This project solve Poisson's equation on a 2D grid using either:
- A parallel openMP/openACC implementation of the Gauss-Seidel method
- or LAPACK
The goal was to practice openMP and openACC parallelization. This was a learning exercise and is not intended to serve as a comparison between LAPACK and GS method.
There is a build script scripts/build.sh
.
The binary bin/solver
outputs the discrete grid u_grid
to a fort file fort.10
. You can check that both methods produce the
same answer.
- I have only tested on NVIDIA GPUs
- For NVIDIA GPUs and openMP offloading a GPU with Compute Capability >= 7.0 is required
For problem size:
ugrid[200,200]
tol = 1e-11
(GS only)
For this test run I compiled the code with ifort version 2021.7.0 (oneapi)

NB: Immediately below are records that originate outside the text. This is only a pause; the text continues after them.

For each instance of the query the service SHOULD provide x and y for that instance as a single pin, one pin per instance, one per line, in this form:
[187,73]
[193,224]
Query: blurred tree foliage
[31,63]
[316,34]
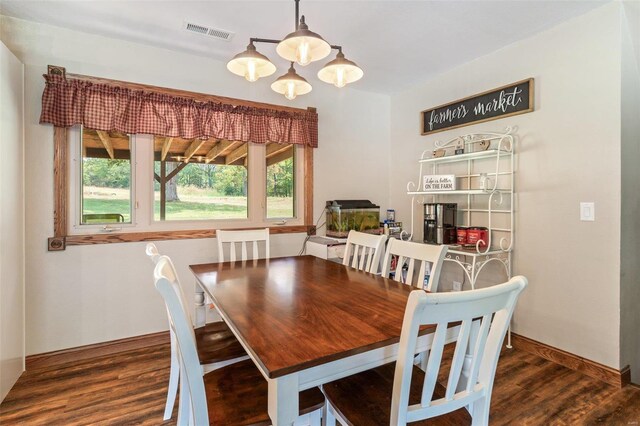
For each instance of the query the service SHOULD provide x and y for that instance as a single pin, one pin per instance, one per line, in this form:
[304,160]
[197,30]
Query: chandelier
[302,47]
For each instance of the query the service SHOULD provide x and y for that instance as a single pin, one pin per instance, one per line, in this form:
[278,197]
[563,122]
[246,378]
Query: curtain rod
[201,97]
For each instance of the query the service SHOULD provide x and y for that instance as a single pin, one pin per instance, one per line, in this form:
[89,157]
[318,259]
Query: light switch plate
[588,211]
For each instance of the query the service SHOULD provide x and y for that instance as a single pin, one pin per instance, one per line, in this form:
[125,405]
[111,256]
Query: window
[145,183]
[200,180]
[106,177]
[280,181]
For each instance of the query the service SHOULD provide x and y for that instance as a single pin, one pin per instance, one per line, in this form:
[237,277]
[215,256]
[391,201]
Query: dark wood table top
[298,312]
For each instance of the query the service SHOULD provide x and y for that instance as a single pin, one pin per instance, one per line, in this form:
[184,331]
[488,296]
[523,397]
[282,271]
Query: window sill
[60,243]
[131,237]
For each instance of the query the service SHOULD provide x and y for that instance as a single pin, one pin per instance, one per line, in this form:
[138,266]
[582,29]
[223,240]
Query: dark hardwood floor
[130,388]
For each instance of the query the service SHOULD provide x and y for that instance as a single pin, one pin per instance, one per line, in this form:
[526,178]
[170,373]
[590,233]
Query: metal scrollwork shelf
[485,194]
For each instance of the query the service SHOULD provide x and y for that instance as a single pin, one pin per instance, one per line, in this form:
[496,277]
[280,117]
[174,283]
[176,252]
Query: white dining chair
[217,346]
[428,257]
[364,251]
[242,238]
[234,394]
[416,395]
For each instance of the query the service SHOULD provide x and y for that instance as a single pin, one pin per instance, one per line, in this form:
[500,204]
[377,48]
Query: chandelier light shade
[251,64]
[303,46]
[340,71]
[291,84]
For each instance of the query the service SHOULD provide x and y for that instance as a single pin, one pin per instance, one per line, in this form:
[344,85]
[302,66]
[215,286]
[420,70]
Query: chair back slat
[433,365]
[192,384]
[458,359]
[363,251]
[231,238]
[165,268]
[481,338]
[430,258]
[479,352]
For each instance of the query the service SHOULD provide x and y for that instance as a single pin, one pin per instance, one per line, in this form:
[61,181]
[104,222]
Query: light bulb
[340,81]
[251,74]
[303,55]
[291,91]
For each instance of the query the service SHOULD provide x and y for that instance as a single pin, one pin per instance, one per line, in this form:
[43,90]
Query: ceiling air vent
[209,31]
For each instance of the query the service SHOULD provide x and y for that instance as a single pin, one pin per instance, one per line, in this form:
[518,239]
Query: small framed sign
[439,183]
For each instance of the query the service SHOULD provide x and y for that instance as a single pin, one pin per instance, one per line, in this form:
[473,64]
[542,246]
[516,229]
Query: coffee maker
[440,223]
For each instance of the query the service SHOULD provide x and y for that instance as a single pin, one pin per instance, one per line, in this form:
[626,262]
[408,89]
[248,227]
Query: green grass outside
[192,206]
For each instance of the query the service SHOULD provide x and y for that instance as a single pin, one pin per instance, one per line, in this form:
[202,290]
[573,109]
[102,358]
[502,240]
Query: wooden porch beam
[236,154]
[195,145]
[175,171]
[165,148]
[281,156]
[276,148]
[106,141]
[217,149]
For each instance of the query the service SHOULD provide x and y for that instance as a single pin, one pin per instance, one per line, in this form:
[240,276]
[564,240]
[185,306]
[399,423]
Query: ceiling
[396,43]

but the code also works with GNU compiler
gfortran
.
The test was run on CPU Intel(R) Core(TM) i5-6400 CPU @ 2.70GHz
with 16 Gb RAM.
Walltime (s)
Procs | LAPACK | Gauss-Seidel |
---|---|---|
1 | 823 | 25 |
2 | 434 | 16 |
4 | 265 | 11 |
Maximum Memory
LAPACK | Gauss-Seidel |
---|---|
11.6Gb | 22Mb |
The test was run on arm CPU Neoverse-N1
with 512 Gb RAM.
Problem size u_grid
dims = [300,300]
number of iterations = 192018
Cores | Time (s) |
---|---|
80 | 15.4646 |
64 | 14.1203 |
32 | 15.4587 |
16 | 21.6295 |
8 | 38.4833 |
4 | 70.8669 |
2 | 136.7466 |
1 | 270.7637 |
The test was run on nvidia GPU NVIDIA A100
with 40 Gb RAM connected to the arm system above.
Problem size u_grid
dims = [300,300]
number of iterations = 192018
GPU | Time (s) |
---|---|
na | 17.7678 |
Continue to profile openACC version. Check for unneccessary memory transfers.